Edit: discordo da frase “You’re driven, determined, and no nonsense.”
Jul 07 2007
Apesar de tudo o que eu conheci nesse ano, duvido que algo soe melhor aos meus pobres e leigos ouvidinhos que a musiquinha do Icky Thump:
[audio:youdontknowwhatloveis.mp3]
You just keep on repeating
All those empty “I love you’s”
Until you say you deserve better
I’m gonna lay right into you
You don’t know what love is
You just do as you’re told
Just as a child of ten might act
But you’re far too old
Your not hopeless or helpless
And I hate to sound cold
But you don’t know what love is
No you don’t know what love is
No you don’t know what love is
Por que não poderia haver algo melhor em 2007? Acredito que está tudo meio a se repetir, com a exceção dos nórdicos e afins. Mesmo do White Stripes eu esperava algo um pouco… diferente? Supreendente?

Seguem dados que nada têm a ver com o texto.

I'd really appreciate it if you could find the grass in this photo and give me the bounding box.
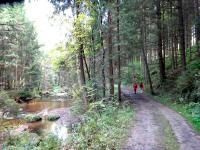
[154,95,200,134]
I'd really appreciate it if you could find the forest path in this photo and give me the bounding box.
[122,89,200,150]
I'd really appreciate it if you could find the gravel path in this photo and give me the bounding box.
[122,89,200,150]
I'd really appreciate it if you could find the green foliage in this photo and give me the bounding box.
[187,102,200,123]
[18,89,32,101]
[176,60,200,102]
[3,132,61,150]
[0,3,41,89]
[122,61,144,85]
[155,93,200,133]
[38,134,61,150]
[67,101,133,149]
[47,115,60,121]
[0,91,19,115]
[25,114,42,122]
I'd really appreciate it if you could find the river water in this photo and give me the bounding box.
[0,99,72,141]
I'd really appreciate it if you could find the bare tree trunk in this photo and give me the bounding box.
[116,0,121,101]
[108,0,114,97]
[156,0,166,83]
[76,2,88,110]
[83,52,91,80]
[178,0,186,70]
[141,9,154,94]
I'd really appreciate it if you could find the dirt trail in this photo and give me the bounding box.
[122,89,200,150]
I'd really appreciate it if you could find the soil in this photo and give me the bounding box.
[122,89,200,150]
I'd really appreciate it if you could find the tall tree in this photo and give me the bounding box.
[108,0,114,97]
[178,0,186,70]
[156,0,166,83]
[116,0,121,101]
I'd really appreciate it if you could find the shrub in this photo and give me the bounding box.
[18,90,32,101]
[0,91,19,115]
[187,103,200,122]
[47,115,60,121]
[66,101,133,149]
[3,132,61,150]
[25,114,42,122]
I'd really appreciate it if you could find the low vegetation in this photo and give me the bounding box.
[3,132,61,150]
[155,95,200,133]
[67,101,134,149]
[47,115,60,121]
[25,114,42,122]
[0,91,19,118]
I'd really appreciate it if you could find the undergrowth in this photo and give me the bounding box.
[66,101,133,150]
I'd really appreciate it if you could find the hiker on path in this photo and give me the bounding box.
[140,82,144,93]
[133,83,138,94]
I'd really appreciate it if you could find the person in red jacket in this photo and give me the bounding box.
[140,82,144,93]
[133,83,138,94]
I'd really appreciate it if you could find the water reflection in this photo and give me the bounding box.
[0,100,71,140]
[21,100,70,113]
[51,123,68,141]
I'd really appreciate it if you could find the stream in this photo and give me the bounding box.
[0,98,72,141]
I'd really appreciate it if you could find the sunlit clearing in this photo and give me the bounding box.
[25,0,73,52]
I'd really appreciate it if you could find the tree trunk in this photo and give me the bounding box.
[156,0,166,83]
[76,2,88,110]
[108,0,114,97]
[178,0,186,70]
[116,0,121,101]
[195,0,200,57]
[141,9,154,94]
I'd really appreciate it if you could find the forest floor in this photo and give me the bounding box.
[122,89,200,150]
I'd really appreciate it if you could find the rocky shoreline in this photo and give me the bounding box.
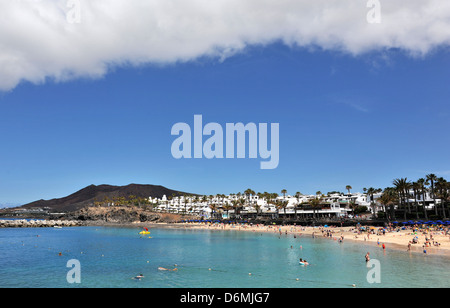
[0,219,84,228]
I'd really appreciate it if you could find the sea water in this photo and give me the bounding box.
[0,227,450,288]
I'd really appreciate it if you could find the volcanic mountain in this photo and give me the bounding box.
[21,184,195,212]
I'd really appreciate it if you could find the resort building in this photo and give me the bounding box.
[149,193,371,219]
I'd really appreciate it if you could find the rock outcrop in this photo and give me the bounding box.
[0,219,82,228]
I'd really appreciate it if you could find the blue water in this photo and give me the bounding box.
[0,227,450,288]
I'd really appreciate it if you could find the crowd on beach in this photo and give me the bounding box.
[179,222,450,255]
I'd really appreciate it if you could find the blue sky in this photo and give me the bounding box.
[0,43,450,204]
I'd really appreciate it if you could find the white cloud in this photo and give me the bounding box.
[0,0,450,90]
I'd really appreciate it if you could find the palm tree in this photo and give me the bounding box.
[294,191,302,220]
[411,182,420,219]
[417,178,429,220]
[426,173,438,216]
[364,187,383,218]
[309,195,322,219]
[209,203,217,218]
[436,177,448,219]
[392,178,411,220]
[345,185,353,195]
[281,189,287,199]
[378,187,398,220]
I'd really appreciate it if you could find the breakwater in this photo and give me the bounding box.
[0,219,82,228]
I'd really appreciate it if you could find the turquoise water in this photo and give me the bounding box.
[0,227,450,288]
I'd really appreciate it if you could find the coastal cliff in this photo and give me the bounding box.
[62,206,187,224]
[0,219,82,228]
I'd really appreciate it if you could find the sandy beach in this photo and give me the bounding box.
[156,223,450,257]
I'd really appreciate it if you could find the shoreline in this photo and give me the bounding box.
[142,223,450,257]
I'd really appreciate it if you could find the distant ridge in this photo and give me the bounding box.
[21,184,193,212]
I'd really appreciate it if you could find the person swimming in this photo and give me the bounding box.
[131,274,144,280]
[300,258,309,265]
[158,266,178,271]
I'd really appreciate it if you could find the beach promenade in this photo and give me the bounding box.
[171,223,450,256]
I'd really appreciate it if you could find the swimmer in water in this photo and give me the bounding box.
[158,266,178,271]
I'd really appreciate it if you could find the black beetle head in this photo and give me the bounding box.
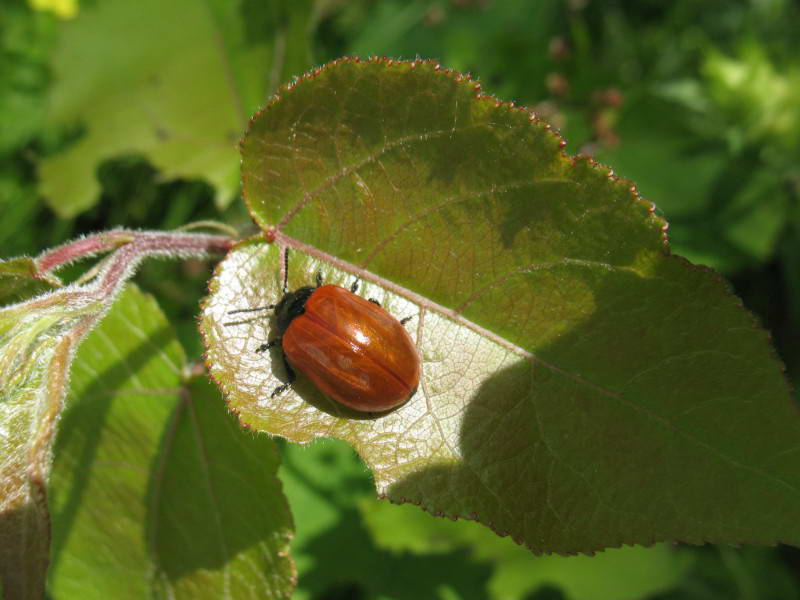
[275,286,317,335]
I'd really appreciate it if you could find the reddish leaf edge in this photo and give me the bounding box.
[205,57,800,556]
[239,56,669,253]
[198,238,800,556]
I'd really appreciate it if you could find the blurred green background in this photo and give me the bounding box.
[0,0,800,600]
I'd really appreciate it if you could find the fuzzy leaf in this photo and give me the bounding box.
[49,288,294,599]
[202,60,800,553]
[40,0,312,216]
[0,230,229,599]
[0,257,57,305]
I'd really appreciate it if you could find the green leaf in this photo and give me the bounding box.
[0,257,56,305]
[0,274,105,599]
[281,440,494,600]
[360,499,691,600]
[0,230,230,598]
[202,60,800,553]
[49,287,294,599]
[40,0,313,217]
[0,0,55,155]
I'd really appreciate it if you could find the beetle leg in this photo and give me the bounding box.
[270,354,297,398]
[256,338,281,352]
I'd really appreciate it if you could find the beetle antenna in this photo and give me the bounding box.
[283,247,289,294]
[228,304,277,315]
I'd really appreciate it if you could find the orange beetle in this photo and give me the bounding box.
[232,252,420,412]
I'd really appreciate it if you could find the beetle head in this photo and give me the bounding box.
[275,286,317,335]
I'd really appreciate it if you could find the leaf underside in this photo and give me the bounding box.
[44,287,294,599]
[201,59,800,553]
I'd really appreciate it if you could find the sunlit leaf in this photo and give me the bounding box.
[360,499,691,600]
[0,230,230,599]
[40,0,313,216]
[49,288,294,599]
[202,60,800,553]
[0,257,56,305]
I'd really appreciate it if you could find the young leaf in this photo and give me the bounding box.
[0,231,229,598]
[202,60,800,553]
[40,0,312,217]
[0,257,58,305]
[49,287,294,599]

Soa-me tudo tão igual… Como se nada mais me tocasse. O problema talvez não esteja nas músicas, mas na ouvinte. Que seja.
Jul 05 2007
Sou uma pessimista convicta, o que me livra de falsas esperanças e decepções em geral. Entretanto, hoje acordei com a síndrome do semestre-seguinte-feliz, a.k.a. otimismo desenfreado.
Montei meus horários sem noções de ordenamento e números de vagas e parece que tudo dará certo: os horários fecharam, poderei fazer uma ou duas eletivas e ainda me sobrará tempo para voltar a estudar francês!
Claro que o tempo é relativo. Ao contemplar os espaços vazios na tabela, sinto que terei tempo até para a academia. Na prática, sei bem que as coisas não são tão simples: provas, trabalhos, Alice, supermercado, livros, coisas que estragam, … Mesmo assim, não consigo ficar pessimista.
Meu final de ano será melhor que o previsto em janeiro e isso é fantástico.
Jul 01 2007
Depois do divertidíssimo Como não ser uma mãe perfeita, que trata de esclarecer às pobres mães de primeira viagem que todas passam por problemas semelhantes e que não há livro de auto-ajuda que resolva o fato de que temos de ser mães em tempo integral, descubro que a mesma autora escreveu Como não criar um filho perfeito, em que ela trata de educação.
Tenho minhas opiniões bem formadas sobre o assunto, entretanto, acredito que sempre podemos aprender um pouquinho mais com as experiências alheias.
Educar é a tarefa mais complexa que pode existir, especialmente depois de inventarem a psicologia, a pedagogia e a psicopedagogia. No tempo da minha avó não havia essas frescuras: todos apanhavam e todos sobreviveram. Já ameacei com palmadas, mas nunca as utilizei de fato. Lembro de bater na mãozinha dela quando tentou mexer em algo perigoso, mas fora apenas um reflexo materno.
A Alice é educada por mim com uma palavra: não. E ela significa exatamente isso: não. Não não é “talvez”, não não é “se eu insistir eu posso”. Não é não - mas um não não basta. Procuro fazê-la perceber que a atitude que o motivou é errada. Afinal, eu não estarei sempre presente para dizer “não! isso é errado.” Mesmo que estivesse; eu sou humana e cometo muitos erros. Preciso ensiná-la a perceber sozinha o que é errado. Claro, há o certo, há o errado e há algo entre uma coisa e outra. Só que isso eu não posso ensinar, nem a ela nem a ninguém. Aprende-se na prática.